Gloucestershire Police may invest in targeting cyber crime
GLOUCESTERSHIRE’S Police and Crime Commissioner Martin Surl is to ask the public if they are in favour of a new assault on crimes and anti-social behaviour carried out on the internet and social network sites.
The response will have a crucial bearing on how Gloucestershire police operates in the future as it is an area in which the constabulary currently has relatively little expertise.
It will also have a bearing on next year’s policing budget and whether or not Mr Surl pushes for a rise in council tax.
“The internet is a wonderful tool but it also has a dark side and has spawned a whole new field of criminality. Perhaps worst of all, it has made people vulnerable in their own homes,” said Mr Surl
“I think our police should be equipped to offer more protection to stop people being ripped-off by conmen.
“Equally as important, I would like to address the issue of young people being bullied through social networks and the misery that causes.
“I have no doubt this is a critical area of concern for many people but it is a specialist field.
“If we are to increase our ability to tackle it, the constabulary will likely need new equipment, specialist staff and training and that will cost money we don’t have at the moment.
“I am not going to reduce the number of PCSOs or front line officers but if I do put up the council tax, it will be the last time before the next election.”
Chief Constable Suzette Davenport added: “The internet is in everybody’s home and everybody’s place of work.
“If we don’t start investing in that area of investigation now, we will be leaving members of the public and businesses in Gloucestershire exposed because it is a specific field and one in which we are lacking in expertise.”
Policing is funded in two ways – through a grant from the Government and local council taxes.
The budget for 2013/14 was £102.7m.
Mr Surl’s police and crime plan is the blueprint for community safety in Gloucestershire over the next four years.

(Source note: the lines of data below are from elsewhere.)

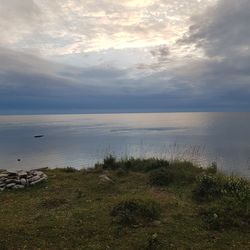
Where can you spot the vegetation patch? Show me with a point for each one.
(135, 212)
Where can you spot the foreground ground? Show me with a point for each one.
(73, 210)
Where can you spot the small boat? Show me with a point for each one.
(38, 136)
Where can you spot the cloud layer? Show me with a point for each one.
(103, 55)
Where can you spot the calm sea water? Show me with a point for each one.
(82, 140)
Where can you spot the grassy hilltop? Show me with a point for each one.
(129, 204)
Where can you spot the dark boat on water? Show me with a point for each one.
(38, 136)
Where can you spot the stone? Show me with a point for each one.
(34, 178)
(8, 181)
(105, 178)
(11, 185)
(39, 173)
(22, 173)
(156, 223)
(37, 181)
(3, 175)
(18, 187)
(23, 181)
(12, 173)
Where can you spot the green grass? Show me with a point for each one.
(74, 210)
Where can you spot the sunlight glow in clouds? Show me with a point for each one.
(151, 54)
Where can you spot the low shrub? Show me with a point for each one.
(153, 243)
(176, 172)
(132, 164)
(212, 169)
(109, 162)
(69, 170)
(214, 186)
(161, 177)
(135, 212)
(227, 212)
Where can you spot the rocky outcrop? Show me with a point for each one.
(20, 179)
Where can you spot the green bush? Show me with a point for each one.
(212, 169)
(161, 177)
(153, 243)
(109, 162)
(134, 212)
(177, 172)
(225, 213)
(215, 186)
(132, 164)
(69, 170)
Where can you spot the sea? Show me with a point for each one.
(81, 140)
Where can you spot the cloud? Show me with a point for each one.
(75, 26)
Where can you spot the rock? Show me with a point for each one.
(105, 178)
(8, 181)
(22, 173)
(12, 173)
(37, 181)
(156, 223)
(23, 181)
(11, 185)
(34, 178)
(20, 179)
(3, 175)
(39, 173)
(19, 187)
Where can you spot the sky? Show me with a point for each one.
(88, 56)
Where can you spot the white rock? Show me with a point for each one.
(22, 173)
(34, 178)
(11, 185)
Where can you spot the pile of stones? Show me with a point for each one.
(20, 179)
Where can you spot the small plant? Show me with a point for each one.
(109, 162)
(208, 187)
(226, 213)
(153, 242)
(212, 169)
(215, 186)
(69, 170)
(135, 212)
(161, 177)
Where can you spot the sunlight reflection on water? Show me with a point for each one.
(82, 140)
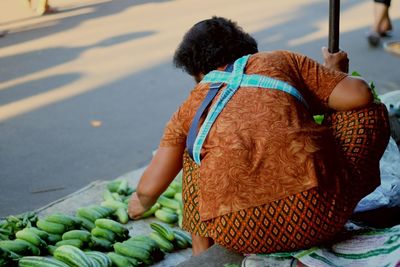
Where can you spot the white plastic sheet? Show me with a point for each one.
(388, 193)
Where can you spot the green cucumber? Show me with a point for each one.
(38, 261)
(72, 256)
(164, 230)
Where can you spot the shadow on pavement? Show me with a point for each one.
(44, 29)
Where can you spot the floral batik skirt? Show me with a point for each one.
(308, 218)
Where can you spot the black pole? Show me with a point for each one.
(334, 20)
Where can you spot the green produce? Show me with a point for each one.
(162, 242)
(164, 230)
(123, 187)
(89, 213)
(122, 215)
(83, 235)
(8, 255)
(35, 251)
(107, 195)
(104, 211)
(72, 242)
(13, 223)
(72, 256)
(71, 222)
(113, 186)
(120, 261)
(112, 225)
(101, 244)
(51, 249)
(169, 202)
(151, 211)
(38, 261)
(103, 233)
(54, 238)
(51, 227)
(42, 234)
(169, 192)
(166, 216)
(149, 244)
(17, 246)
(94, 262)
(177, 186)
(113, 204)
(87, 224)
(132, 251)
(100, 257)
(29, 235)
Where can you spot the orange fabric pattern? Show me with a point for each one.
(264, 145)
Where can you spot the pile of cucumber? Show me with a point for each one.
(95, 235)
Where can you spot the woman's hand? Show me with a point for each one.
(336, 61)
(135, 207)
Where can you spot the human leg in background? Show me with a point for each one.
(382, 24)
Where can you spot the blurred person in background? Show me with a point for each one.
(42, 7)
(259, 174)
(382, 25)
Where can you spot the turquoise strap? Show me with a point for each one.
(234, 80)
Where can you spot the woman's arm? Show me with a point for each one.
(351, 92)
(165, 165)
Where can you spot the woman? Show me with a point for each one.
(382, 25)
(259, 175)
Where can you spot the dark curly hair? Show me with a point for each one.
(212, 43)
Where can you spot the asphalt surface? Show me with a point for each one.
(85, 92)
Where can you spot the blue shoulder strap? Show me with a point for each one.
(233, 80)
(214, 87)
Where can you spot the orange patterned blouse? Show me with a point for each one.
(264, 145)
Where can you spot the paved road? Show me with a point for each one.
(85, 92)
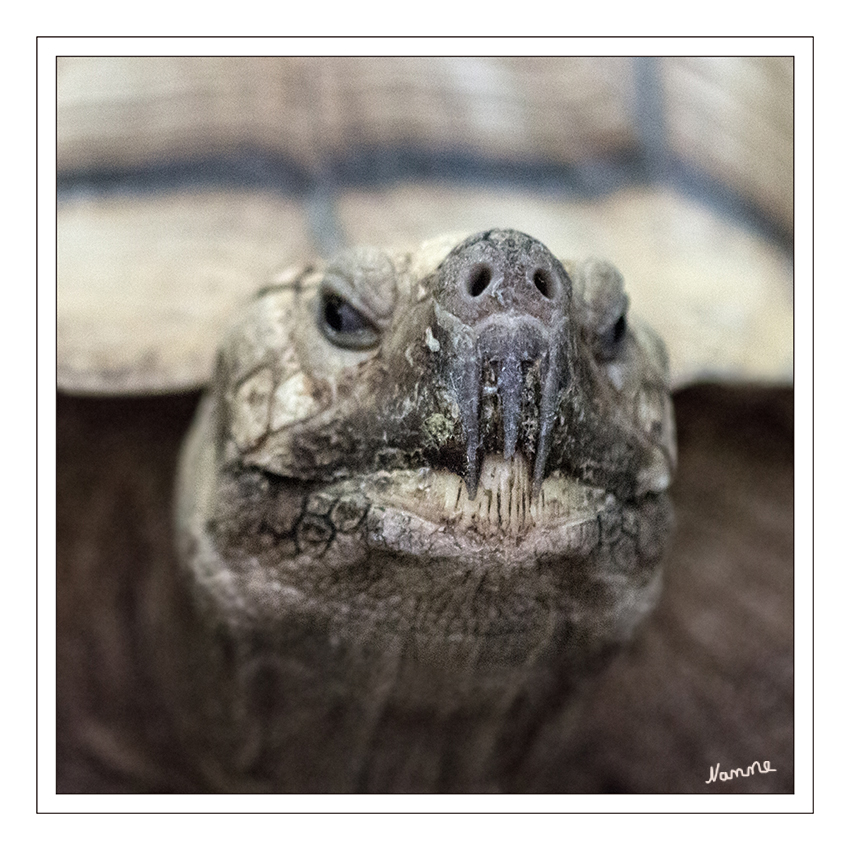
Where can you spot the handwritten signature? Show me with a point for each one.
(715, 773)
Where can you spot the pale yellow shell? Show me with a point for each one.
(147, 281)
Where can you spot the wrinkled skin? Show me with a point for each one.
(431, 486)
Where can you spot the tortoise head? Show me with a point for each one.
(468, 441)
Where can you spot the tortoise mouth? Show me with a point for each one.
(504, 503)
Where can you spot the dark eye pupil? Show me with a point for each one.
(342, 317)
(346, 326)
(619, 330)
(608, 342)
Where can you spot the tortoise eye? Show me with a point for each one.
(608, 341)
(344, 325)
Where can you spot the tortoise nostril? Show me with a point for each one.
(544, 283)
(478, 280)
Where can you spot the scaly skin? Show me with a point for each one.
(428, 489)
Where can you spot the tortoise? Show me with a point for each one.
(423, 505)
(416, 533)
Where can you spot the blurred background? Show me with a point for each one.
(184, 183)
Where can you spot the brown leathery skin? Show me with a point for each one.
(709, 678)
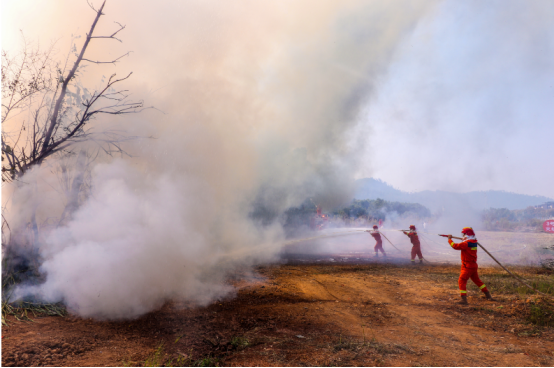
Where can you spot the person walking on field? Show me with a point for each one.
(379, 245)
(469, 263)
(416, 245)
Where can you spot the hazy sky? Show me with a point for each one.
(468, 103)
(465, 101)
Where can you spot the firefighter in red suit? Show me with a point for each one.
(379, 245)
(469, 263)
(416, 245)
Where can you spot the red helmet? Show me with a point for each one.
(468, 231)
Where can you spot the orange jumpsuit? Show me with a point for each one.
(469, 265)
(416, 248)
(379, 244)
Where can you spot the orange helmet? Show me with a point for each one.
(468, 231)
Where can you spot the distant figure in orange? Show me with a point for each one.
(379, 245)
(469, 263)
(416, 245)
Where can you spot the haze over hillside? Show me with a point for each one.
(370, 188)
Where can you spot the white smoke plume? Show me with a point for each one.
(259, 99)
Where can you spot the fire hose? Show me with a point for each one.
(518, 278)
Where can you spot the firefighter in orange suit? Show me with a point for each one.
(469, 263)
(379, 245)
(416, 245)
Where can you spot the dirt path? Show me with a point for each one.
(313, 314)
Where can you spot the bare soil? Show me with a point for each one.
(349, 312)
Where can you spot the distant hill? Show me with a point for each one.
(370, 188)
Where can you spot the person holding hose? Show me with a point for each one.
(379, 242)
(416, 245)
(468, 247)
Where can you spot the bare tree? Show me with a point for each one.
(57, 116)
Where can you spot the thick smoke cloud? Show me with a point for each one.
(259, 102)
(467, 101)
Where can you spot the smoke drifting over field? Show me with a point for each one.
(259, 101)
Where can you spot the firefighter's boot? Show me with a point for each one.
(489, 296)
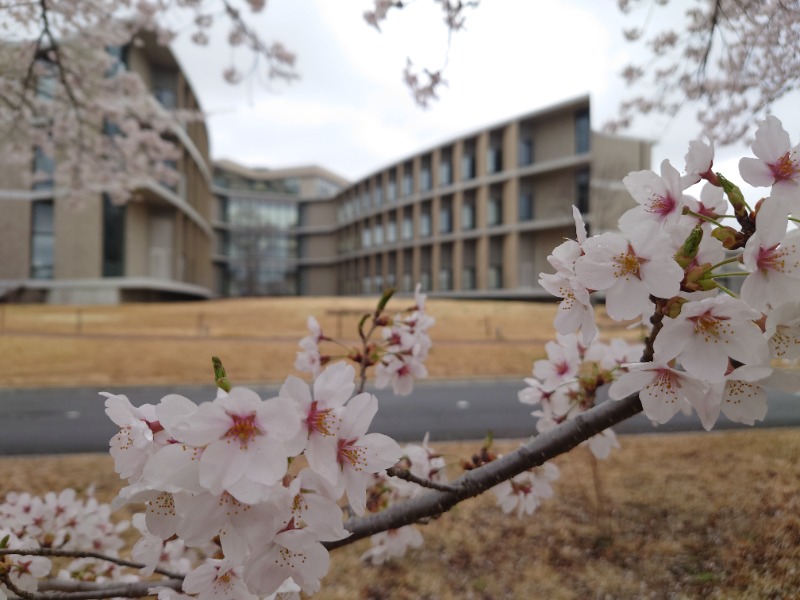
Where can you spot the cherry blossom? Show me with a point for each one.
(773, 257)
(393, 543)
(523, 493)
(708, 332)
(629, 270)
(782, 330)
(320, 412)
(663, 390)
(699, 163)
(660, 198)
(738, 396)
(291, 553)
(244, 441)
(358, 453)
(777, 163)
(560, 366)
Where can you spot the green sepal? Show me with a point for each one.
(220, 377)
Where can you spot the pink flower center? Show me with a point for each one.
(774, 259)
(661, 205)
(244, 429)
(521, 488)
(320, 421)
(349, 453)
(785, 167)
(710, 326)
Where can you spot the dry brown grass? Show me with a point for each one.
(683, 516)
(256, 338)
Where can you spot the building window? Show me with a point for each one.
(408, 282)
(582, 190)
(495, 215)
(494, 159)
(425, 280)
(223, 242)
(495, 277)
(165, 87)
(445, 170)
(445, 278)
(408, 180)
(468, 278)
(525, 152)
(525, 206)
(425, 179)
(582, 131)
(113, 238)
(425, 225)
(468, 166)
(468, 215)
(446, 218)
(42, 239)
(392, 188)
(408, 226)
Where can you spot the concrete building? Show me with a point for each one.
(156, 248)
(260, 215)
(475, 216)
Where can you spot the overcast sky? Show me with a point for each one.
(351, 113)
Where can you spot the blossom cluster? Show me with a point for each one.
(63, 522)
(713, 350)
(253, 484)
(425, 464)
(399, 357)
(566, 383)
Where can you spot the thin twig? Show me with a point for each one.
(83, 554)
(407, 475)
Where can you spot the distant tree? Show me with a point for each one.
(65, 95)
(731, 59)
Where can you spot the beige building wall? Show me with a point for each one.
(78, 240)
(15, 240)
(494, 257)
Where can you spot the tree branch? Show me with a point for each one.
(57, 589)
(539, 450)
(50, 552)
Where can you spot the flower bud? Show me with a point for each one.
(697, 279)
(735, 196)
(727, 235)
(688, 251)
(220, 378)
(673, 307)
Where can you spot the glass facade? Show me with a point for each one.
(582, 131)
(113, 238)
(42, 239)
(258, 245)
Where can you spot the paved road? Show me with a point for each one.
(47, 421)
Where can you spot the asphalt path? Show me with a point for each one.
(63, 420)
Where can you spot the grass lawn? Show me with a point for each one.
(256, 339)
(681, 516)
(678, 516)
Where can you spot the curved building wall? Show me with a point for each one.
(155, 247)
(478, 215)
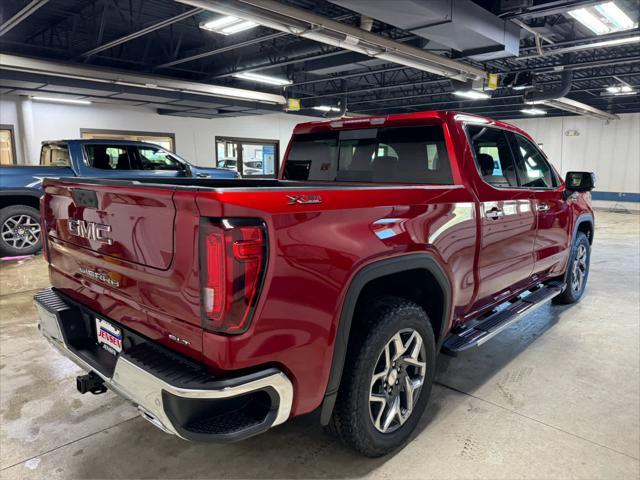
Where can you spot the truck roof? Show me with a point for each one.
(99, 141)
(402, 119)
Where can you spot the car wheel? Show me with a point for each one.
(387, 378)
(578, 271)
(19, 231)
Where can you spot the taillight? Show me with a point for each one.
(234, 255)
(43, 232)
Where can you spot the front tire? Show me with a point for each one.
(19, 231)
(387, 378)
(578, 271)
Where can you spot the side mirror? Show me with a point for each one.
(580, 181)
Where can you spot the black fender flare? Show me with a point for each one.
(372, 271)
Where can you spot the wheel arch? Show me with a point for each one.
(29, 198)
(364, 277)
(584, 223)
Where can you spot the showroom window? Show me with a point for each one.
(165, 140)
(249, 157)
(381, 155)
(7, 145)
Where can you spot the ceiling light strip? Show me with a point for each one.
(92, 74)
(325, 30)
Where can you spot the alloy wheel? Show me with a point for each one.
(397, 380)
(20, 231)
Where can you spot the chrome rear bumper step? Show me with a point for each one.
(170, 391)
(485, 329)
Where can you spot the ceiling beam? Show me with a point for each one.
(217, 51)
(140, 33)
(22, 15)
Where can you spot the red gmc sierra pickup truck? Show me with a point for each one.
(224, 307)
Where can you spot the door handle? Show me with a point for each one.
(494, 213)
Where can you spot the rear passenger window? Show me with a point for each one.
(54, 155)
(533, 169)
(377, 155)
(493, 155)
(110, 157)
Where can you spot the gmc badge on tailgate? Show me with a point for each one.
(90, 230)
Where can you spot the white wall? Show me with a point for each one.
(611, 150)
(195, 138)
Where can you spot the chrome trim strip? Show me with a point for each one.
(144, 389)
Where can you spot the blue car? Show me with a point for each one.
(21, 186)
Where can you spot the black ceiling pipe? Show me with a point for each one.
(557, 92)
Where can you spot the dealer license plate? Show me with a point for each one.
(109, 336)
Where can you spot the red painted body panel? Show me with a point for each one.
(315, 250)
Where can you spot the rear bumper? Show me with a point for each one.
(173, 393)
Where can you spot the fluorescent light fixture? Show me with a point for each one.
(326, 108)
(621, 90)
(472, 94)
(533, 111)
(590, 21)
(238, 27)
(228, 25)
(615, 16)
(61, 100)
(603, 18)
(256, 77)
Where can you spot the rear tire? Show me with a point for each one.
(578, 271)
(19, 231)
(387, 378)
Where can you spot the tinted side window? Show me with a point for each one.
(379, 155)
(153, 158)
(533, 169)
(54, 155)
(493, 155)
(110, 157)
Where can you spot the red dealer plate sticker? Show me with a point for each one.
(109, 336)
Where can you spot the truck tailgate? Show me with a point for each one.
(129, 253)
(101, 219)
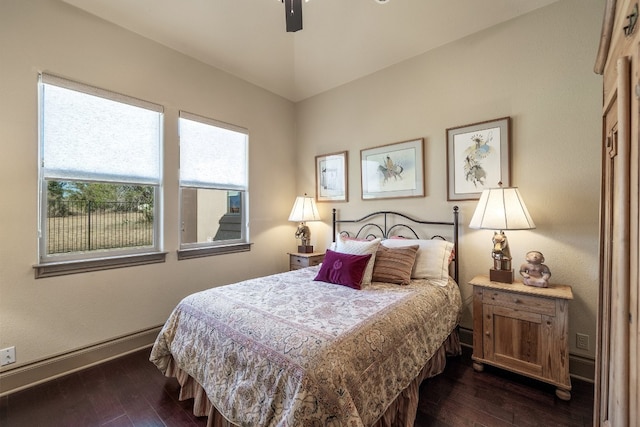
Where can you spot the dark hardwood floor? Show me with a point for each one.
(130, 391)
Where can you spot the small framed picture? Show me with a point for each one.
(394, 170)
(478, 158)
(331, 177)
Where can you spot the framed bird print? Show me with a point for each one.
(393, 170)
(478, 157)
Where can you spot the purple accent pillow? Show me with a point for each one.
(343, 269)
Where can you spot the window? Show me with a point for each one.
(100, 174)
(213, 187)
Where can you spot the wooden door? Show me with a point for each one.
(617, 397)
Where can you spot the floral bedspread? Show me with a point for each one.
(284, 350)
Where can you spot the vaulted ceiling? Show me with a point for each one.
(341, 40)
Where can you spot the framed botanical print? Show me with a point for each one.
(478, 158)
(331, 177)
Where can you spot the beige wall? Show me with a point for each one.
(47, 317)
(536, 69)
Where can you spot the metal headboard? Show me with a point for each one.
(386, 229)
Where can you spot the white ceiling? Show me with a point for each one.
(341, 40)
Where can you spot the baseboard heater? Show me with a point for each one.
(40, 371)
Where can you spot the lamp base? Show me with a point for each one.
(502, 276)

Its main aims are less crime, more peace and good order and is based on five priorities – accessibility and accountability, older but not overlooked, young people becoming adults, safe days and nights for all and safe and social driving. Adding cyber crime to the plan could be financed by a rise in council tax.
Residents will have the chance to find out more and give their views through the commissioner’s neighbourhood engagement vehicle which will be in King Street, in Stroud on Friday, December 13 before a public consultation is carried out by an independent market research.